The acting is a mixed bag. With less to do in this episode, Jenna Coleman is fine. Samuel Anderson, meanwhile, continues to be really difficult to take. Danny Pink is an ill-defined character, but he’s especially difficult to understand because of his bizarre smiling and oddly changing affect. I don’t know who Danny Pink is. The writers haven’t helped, but that’s largely because of Anderson’s performance. However, Peter Capaldi continues to be brilliant. The scene of him and Danny on the TARDIS is one that I could not imagine either Matt Smith or David Tennant playing believably, but Capaldi does. While this season has been uneven Capaldi is definitely a great find.

A series like Doctor Who, one that gets to take its time with every season and hire essentially any writer it wants, should not have filler episodes. I understand it with an American 22-episode network series–sometimes you just don’t have it and you don’t have time to wait for it–but it’s really a problem for a series like this. And yet, here we are, with a completely empty episode that none of us is going to remember in a month, let alone a year.
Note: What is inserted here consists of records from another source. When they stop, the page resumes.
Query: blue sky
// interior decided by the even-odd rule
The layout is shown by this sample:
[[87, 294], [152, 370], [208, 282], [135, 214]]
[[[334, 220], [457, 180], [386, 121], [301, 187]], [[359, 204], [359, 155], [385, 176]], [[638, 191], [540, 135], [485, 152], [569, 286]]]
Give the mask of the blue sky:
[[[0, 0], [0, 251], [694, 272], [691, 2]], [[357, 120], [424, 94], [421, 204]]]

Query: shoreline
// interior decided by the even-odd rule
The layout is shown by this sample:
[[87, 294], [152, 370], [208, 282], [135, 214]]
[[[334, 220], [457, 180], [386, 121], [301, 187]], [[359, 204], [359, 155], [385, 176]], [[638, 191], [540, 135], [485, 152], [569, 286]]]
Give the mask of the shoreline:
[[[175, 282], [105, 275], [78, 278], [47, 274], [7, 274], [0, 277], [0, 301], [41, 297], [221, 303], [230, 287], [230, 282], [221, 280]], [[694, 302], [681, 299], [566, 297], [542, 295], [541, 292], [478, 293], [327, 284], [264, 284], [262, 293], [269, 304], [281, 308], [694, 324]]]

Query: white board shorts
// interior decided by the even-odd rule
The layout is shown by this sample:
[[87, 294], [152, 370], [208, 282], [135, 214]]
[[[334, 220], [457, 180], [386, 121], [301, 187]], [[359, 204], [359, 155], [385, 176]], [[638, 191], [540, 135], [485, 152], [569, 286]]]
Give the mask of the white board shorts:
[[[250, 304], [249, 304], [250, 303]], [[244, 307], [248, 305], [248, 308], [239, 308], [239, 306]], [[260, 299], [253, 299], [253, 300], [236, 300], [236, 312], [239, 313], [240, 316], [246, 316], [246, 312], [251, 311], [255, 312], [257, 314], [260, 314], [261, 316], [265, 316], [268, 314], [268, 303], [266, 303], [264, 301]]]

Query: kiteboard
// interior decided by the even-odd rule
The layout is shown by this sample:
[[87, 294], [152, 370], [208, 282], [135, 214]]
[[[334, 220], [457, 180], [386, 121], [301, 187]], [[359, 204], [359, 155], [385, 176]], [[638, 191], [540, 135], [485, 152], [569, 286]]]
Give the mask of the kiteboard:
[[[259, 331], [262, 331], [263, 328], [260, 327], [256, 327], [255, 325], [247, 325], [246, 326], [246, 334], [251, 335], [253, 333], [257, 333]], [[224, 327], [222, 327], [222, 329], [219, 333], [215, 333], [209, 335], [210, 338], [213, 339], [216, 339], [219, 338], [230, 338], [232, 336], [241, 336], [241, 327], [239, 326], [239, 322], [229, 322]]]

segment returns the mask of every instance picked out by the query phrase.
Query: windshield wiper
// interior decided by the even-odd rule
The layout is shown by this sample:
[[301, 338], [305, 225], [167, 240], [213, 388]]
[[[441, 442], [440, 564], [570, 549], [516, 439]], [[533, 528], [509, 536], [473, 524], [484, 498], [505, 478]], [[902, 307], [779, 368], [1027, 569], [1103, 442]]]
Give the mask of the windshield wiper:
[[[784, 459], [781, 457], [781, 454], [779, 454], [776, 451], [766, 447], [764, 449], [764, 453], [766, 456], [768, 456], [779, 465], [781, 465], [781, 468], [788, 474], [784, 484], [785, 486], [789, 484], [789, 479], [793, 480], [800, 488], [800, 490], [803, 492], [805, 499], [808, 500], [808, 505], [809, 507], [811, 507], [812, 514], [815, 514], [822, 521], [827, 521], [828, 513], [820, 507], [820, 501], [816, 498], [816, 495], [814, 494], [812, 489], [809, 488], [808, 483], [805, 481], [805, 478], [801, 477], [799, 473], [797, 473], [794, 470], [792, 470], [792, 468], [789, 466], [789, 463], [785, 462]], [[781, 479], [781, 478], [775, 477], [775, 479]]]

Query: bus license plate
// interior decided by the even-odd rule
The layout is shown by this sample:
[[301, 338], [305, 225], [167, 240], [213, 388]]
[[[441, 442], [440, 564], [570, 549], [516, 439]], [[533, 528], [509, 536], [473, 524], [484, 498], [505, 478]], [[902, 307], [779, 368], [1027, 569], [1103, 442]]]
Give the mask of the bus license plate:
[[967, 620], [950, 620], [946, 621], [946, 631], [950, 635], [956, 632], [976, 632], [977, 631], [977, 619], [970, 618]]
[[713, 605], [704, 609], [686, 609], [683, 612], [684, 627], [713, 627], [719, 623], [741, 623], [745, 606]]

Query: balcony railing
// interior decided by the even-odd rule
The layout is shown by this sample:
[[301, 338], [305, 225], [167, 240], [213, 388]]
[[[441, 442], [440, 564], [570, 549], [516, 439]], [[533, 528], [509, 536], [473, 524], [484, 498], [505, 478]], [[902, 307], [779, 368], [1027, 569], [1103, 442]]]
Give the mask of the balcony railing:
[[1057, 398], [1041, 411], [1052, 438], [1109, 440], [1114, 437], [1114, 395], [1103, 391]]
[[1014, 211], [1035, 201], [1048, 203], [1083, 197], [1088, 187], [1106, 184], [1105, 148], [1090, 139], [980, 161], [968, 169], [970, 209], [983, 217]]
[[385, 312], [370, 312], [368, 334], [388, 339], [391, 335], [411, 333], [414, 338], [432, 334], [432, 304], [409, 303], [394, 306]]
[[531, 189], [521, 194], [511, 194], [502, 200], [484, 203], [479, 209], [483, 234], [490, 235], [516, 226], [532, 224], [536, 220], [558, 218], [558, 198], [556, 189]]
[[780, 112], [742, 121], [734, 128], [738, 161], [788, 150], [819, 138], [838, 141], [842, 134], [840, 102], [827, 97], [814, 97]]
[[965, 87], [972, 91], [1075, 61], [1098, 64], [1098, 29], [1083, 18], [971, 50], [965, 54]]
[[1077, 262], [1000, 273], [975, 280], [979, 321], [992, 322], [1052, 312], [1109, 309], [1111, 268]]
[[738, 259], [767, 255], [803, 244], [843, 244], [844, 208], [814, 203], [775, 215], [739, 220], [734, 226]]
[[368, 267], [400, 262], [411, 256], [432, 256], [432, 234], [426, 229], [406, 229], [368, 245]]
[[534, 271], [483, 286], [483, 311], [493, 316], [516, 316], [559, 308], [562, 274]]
  • Yes, it’s repetitive, but I actually like the structure Moffat has found with setting up his overall stories over the course of a season. I spent this entire episode thinking, “Well, we will probably at least get a Missy scene to think about at the end,” which made it easier to sit through an exceedingly dull episode.
  • I only knew what the word “squaddie” meant from Amy using it back in season five.
  • While the robot monster thing still looked a bit silly, it was a good example of how much better the effects are now than they were a few years ago.
  • “What good is a policeman without a death ray?” in a country where the police don’t generally carry guns. (At least as I understand it.)